In Zürich setzte die Seuche im Frühjahr unter der armen Bevölkerung hinter dem Gräbli (Niederdorf) voll ein. […] Der Professor und Geistliche Jakob Breitinger nahm furchtlos und aufopfernd die Seelsorge für die Kranken auf, und nachdem er jeweils den ganzen Tag von Haus zu Haus, von Gasse zu Gasse unaufhörlich Kranke besucht hatte, warteten bei anbrechender Nacht noch fünf, sieben oder mehr Personen mit Laternen vor seiner Wohnung, um ihn zu Angehörigen zu führen. Oftmals traf er ‘tots und lebendiges in einem Gemach’ an. Der beinahe übermenschliche Einsatz und die damit verbundene Achtung im Volk verhalfen Breitinger zu eigentlicher Leadership in Stadt und Staat.
Flüchtlinge zu Tausenden
Rund 300 Jahre später berichten die Chronisten über den letzten grossen Pestzug.
(Quelle: Geschichte des Kantons Zürich, Band 2, WERDVERLAG)
[…] Unwillkürlich denkt man dabei an den letzten grossen Pestzug in jenem Jahr 1635, denn an der Wurzel der Pest sassen von pestkranken Ratten angesteckte Rattenflöhe. Die ohne Zweifel mit dem ausländischen Kriegsgeschehen in Zusammenhang stehende Pest kann als wohl schmerzhafteste Auswirkung des grossen Ringens für Zürich gelten. Auch ergossen sich Flüchtlinge zu Tausenden aus Südwestdeutschland in die Eidgenossenschaft.
Im Gegensatz zur Pest des 14. Jahrhunderts hinterliessen diese Epidemien keine über längere zeit spürbaren Lücken. […] Dem grossen Sterben folgte jeweils ein Heiraten sondergleichen. Der durch grosse Fruchtbarkeit bewirkte Bevölkerungsanstieg wurde verstärkt durch den Zuzug meist schwäbischer Dienstboten.

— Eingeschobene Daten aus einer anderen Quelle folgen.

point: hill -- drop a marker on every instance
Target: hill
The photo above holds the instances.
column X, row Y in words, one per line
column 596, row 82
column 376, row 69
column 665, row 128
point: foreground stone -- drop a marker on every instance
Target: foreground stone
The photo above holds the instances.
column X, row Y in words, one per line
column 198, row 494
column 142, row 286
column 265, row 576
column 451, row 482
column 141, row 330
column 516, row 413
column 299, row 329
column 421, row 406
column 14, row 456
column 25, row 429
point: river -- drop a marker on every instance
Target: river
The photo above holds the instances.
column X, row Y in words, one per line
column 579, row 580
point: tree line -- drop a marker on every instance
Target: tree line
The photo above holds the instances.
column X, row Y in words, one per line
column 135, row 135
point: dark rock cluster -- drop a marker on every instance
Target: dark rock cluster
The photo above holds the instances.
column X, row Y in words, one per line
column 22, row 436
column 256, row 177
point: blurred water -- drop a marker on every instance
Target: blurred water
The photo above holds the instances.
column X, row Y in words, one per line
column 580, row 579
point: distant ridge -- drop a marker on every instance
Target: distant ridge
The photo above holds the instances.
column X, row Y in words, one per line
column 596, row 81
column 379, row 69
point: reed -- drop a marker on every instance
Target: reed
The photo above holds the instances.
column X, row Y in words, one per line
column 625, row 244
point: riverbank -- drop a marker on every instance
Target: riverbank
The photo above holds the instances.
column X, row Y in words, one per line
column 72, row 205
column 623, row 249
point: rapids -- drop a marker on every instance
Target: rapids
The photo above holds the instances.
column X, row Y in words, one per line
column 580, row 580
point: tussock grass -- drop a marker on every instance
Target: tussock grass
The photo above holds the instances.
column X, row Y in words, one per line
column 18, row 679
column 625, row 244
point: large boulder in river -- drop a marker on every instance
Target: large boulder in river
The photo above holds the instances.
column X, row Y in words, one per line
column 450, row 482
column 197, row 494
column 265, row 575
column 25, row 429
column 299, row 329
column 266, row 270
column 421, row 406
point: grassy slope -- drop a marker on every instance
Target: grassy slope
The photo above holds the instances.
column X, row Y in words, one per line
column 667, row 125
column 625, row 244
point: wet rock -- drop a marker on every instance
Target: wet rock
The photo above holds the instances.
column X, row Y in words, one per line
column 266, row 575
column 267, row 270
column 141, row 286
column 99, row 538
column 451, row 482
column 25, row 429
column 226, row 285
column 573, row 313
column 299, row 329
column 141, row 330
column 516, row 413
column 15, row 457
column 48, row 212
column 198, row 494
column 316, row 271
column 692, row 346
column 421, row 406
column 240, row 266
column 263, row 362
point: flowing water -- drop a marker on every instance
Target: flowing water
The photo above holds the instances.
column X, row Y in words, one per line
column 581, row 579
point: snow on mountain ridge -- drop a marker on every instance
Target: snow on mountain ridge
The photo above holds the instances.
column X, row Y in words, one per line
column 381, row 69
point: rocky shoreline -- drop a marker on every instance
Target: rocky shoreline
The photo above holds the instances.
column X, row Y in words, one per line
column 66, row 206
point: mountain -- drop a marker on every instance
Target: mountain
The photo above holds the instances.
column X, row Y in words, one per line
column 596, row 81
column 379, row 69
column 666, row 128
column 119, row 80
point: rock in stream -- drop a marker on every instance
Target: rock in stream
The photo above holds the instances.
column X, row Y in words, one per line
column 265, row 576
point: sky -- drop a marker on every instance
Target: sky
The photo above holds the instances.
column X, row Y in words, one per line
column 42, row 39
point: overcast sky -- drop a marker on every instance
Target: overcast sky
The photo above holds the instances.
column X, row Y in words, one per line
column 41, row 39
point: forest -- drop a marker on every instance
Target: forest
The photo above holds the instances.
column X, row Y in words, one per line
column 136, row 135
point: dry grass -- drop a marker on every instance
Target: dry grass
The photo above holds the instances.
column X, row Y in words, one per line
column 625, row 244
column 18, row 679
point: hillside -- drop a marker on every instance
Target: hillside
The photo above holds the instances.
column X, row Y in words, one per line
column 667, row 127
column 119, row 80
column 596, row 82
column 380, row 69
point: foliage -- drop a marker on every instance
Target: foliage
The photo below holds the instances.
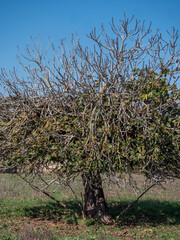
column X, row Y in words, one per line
column 111, row 110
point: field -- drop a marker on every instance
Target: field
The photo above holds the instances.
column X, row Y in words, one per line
column 26, row 214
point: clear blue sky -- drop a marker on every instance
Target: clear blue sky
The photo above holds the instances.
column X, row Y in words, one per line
column 57, row 19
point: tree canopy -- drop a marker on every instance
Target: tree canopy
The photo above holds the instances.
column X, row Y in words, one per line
column 113, row 109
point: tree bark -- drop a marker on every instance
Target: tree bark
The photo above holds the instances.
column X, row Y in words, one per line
column 94, row 205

Der Rat [von Zürich] hatte beim Ausbruch der Pest einzelne Ratsmitglieder beauftragt, zusammen mit dem Stadtarzt die notwendigen Massnahmen vorzukehren. Daraus entwickelte sich nach 1704 ein ständiger Sanitätsrat. Die Zahl der Sanitätsräte wurde im 18. Jahrhundert erhöht. Die wichtigste Aufgabe bestand darin, Seuchen bei Mensch und Tier zu verhüten und notfalls zu bekämpfen. Zu diesem Zweck korrespondierte er mit vielen gleichartigen Behörden in der Eidgenossenschaft.

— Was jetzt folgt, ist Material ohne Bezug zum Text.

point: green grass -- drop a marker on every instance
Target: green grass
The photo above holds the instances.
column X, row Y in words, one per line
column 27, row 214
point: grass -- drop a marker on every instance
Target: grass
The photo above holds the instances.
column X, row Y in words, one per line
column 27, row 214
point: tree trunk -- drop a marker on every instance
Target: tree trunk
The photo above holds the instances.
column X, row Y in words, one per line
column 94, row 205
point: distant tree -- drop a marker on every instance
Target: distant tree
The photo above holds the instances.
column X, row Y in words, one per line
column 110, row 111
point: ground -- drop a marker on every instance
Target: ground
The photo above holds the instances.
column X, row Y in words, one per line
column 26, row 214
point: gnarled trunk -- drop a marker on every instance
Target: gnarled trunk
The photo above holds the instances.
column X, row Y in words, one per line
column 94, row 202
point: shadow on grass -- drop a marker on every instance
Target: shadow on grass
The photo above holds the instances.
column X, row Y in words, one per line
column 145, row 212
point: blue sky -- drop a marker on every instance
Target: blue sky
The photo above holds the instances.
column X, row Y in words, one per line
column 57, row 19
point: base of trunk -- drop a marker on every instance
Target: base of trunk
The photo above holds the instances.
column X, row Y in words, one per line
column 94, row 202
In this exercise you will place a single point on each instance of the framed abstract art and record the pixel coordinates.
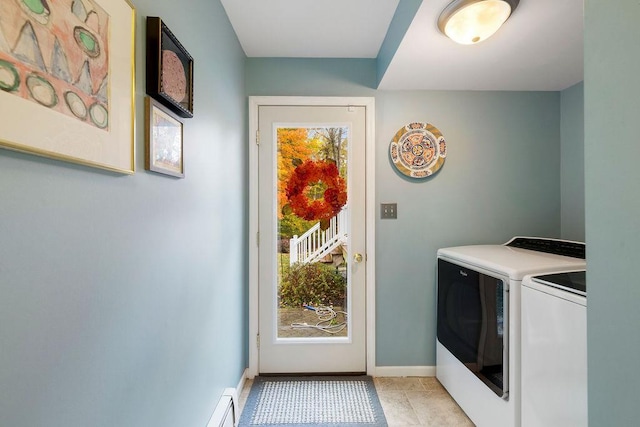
(169, 69)
(163, 140)
(67, 80)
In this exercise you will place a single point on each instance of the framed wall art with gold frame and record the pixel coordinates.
(67, 80)
(163, 140)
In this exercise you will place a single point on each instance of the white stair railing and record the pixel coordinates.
(315, 243)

Während sich also im 18. Jahrhundert die kantonsübergreifenden Koordinationsaufgaben bei Epidemien so langsam entwickelten, scheinen wir auch drei Jahrhunderte später diesbezüglich noch immer gewisse Berührungsängste zu haben. Doch im Zeitalter der Künstlichen Intelligenz und Algorithmen besteht berechtigte Hoffnung, dass wir beides rasch abbauen können – zum Wohle aller.